On January 15, Manal Wasef, 46, and Elaine Antao, 46, both pleaded guilty to a $68 million adult daycare fraud scheme, where they conspired to defraud Medicaid through kickback payments for services that were not provided at a home healthcare company and two adult daycares in the city.

“The defendants were large-scale recruiters who bribed patients with laundered cash and billed Medicaid over $68 million for services that were not provided,” said Assistant Attorney General A. Tysen Duva of the Justice Department’s Criminal Division. “Today’s guilty pleas demonstrate the Department’s longstanding commitment to rooting out fraud in government health care programs by aggressively prosecuting those who steal from taxpayer-funded programs.”

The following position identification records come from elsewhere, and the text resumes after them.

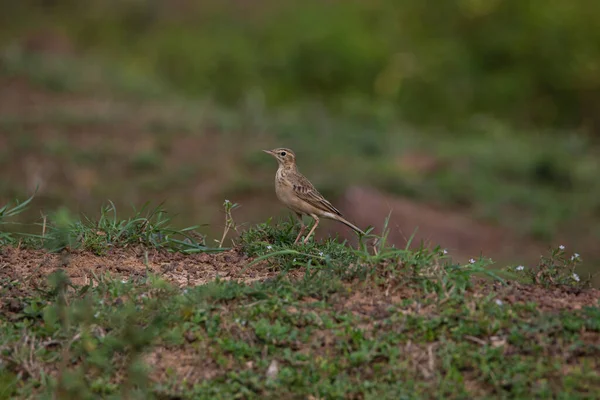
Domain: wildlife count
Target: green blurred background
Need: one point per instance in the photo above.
(487, 111)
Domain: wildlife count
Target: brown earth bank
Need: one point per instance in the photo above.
(31, 267)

According to charges, both Wasef and Antao were marketers and recruiters for multiple companies and, "between approximately October 2017 and July 2024, in exchange for illegal kickbacks and bribes, Wasef and Antao referred Medicaid recipients to the social adult day cares and the home health company. The defendants also paid illegal kickbacks and bribes to Medicaid recipients for social adult day care services and home health care services that were billed to Medicaid but were not provided or that were induced by kickbacks and bribes," the DOJ stated.

Additionally, the sentence of James Bessell, Sr., 65, of Shirley, New York was announced. He had stolen by way of fraud over $1 million from Medicaid "by taking advantage of vulnerable New Yorkers through fake billing and kickback schemes," a press release about the case said. Bessell had been the owner and operator of a transportation company known as Jim Jim Rentals, Inc. He claimed the funds through submitting fraudulent claims to Medicaid for transporting patients who were discovered to be deceased, in prison, or in the hospital.

The pattern of fraud is not new in New York, and there has been healthcare-related fraud in the past.



NewsNation reported that New York’s Consumer Directed Personal Assistance Program (CDPAP), which allows patients to allow family members or relatives to be their caretaker in their own home, has been a frequent “target of sophisticated scammers.”

This comes as the Trump administration has been zooming in on the issue of fraud in other states as well. The issue of fraud was brought into the national spotlight after independent reporter Nick Shirley broke a massive report showing alleged fraud taking place at Somali-run daycare centers in Minnesota.

New York Governor Kathy Hochul has previously called an audit of the CDPAP program introduced by Republicans a "political stunt."